The Chronicle of Higher Education publica en estos días un interesante artículo sobre la sostenida polémica entre uno de los fundadores de Wikipedia, Larry Sanger, que más tarde se retiró para crear primero Nupedia y luego Citizendium, y los creyentes en el carácter igualitario y la construcción del conocimiento “desde abajo” que caracterizan a la popular enciclopedia.
Ver el artículo completo más abajo con los enlaces relevantes.
What Does Wikipedia Mean for the Future of Expertise?
The rise of Wikipedia seems to have afflicted some scholars with a mild case of existential panic. And understandably so: When the world’s most popular reference tool is such an egalitarian outfit, that can be interpreted as a fairly stiff challenge to the value of expertise, right?
It most certainly can, writes Larry Sanger in a new article on “The Fate of Expertise After Wikipedia.” But fear not, scholars: Expertise, he says, will win out in the end.
Seasoned Wikipedia watchers are already familiar with the saga of Mr. Sanger: He was there with Jimmy Wales when the online encyclopedia was founded (and, in fact, when its predecessor, Nupedia, was conceived), but he left Wikipedia in 2002 because he felt the site’s credentials-be-damned approach benefited vandals and kept away scholars. In 2006 he unveiled Citizendium, a competing encyclopedia that entrusts editing power to approved experts. And he has emerged, over the past few years, as a reliable gadfly, always willing to make the case that Wikipedia’s perceived inhospitability to experts is holding the site back.
Writing for a special issue of the philosophy journal Episteme, Mr.

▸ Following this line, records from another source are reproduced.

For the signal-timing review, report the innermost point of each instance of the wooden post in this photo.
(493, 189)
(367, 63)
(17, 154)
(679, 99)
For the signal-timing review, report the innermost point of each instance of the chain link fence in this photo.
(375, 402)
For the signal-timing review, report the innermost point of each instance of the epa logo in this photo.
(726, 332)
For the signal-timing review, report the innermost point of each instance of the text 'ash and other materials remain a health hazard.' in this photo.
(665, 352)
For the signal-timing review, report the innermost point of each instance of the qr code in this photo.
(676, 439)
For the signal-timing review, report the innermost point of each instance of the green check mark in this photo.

Sanger — who has a Ph.D. in philosophy and a particular interest in epistemology — offers what he calls “a work of academic philosophy” weighing in on “Wikipedia’s epistemic potential.” Which means that Wikipedia’s contributors and critics will have to wade through some high-minded epistemological stuff before they get to the part that really riles them.
Still, there’s enough grist to fill a Slashdot thread in the article’s final section, where Mr. Sanger aims to demonstrate that Wikipedia is “nothing like the egalitarian utopia its most radical defenders might have us believe.” (Since he was around for Wikipedia’s heady early days, Mr. Sanger has certainly heard more paeans to the site’s egalitarian principles than most of its users have. But the anti-utopian argument still feels a bit like a battle against a straw man.)
Mr. Sanger raises one especially interesting point: While conventional wisdom seems to hold that most Wikipedia articles improve over time, he’s far from sold. In fact, he offers an alternate hypothesis: “The quality of a given Wikipedia article will do a random walk around the highest level of quality permitted by the most persistent and aggressive people who follow an article.” It’s a well-turned theory, but is it true?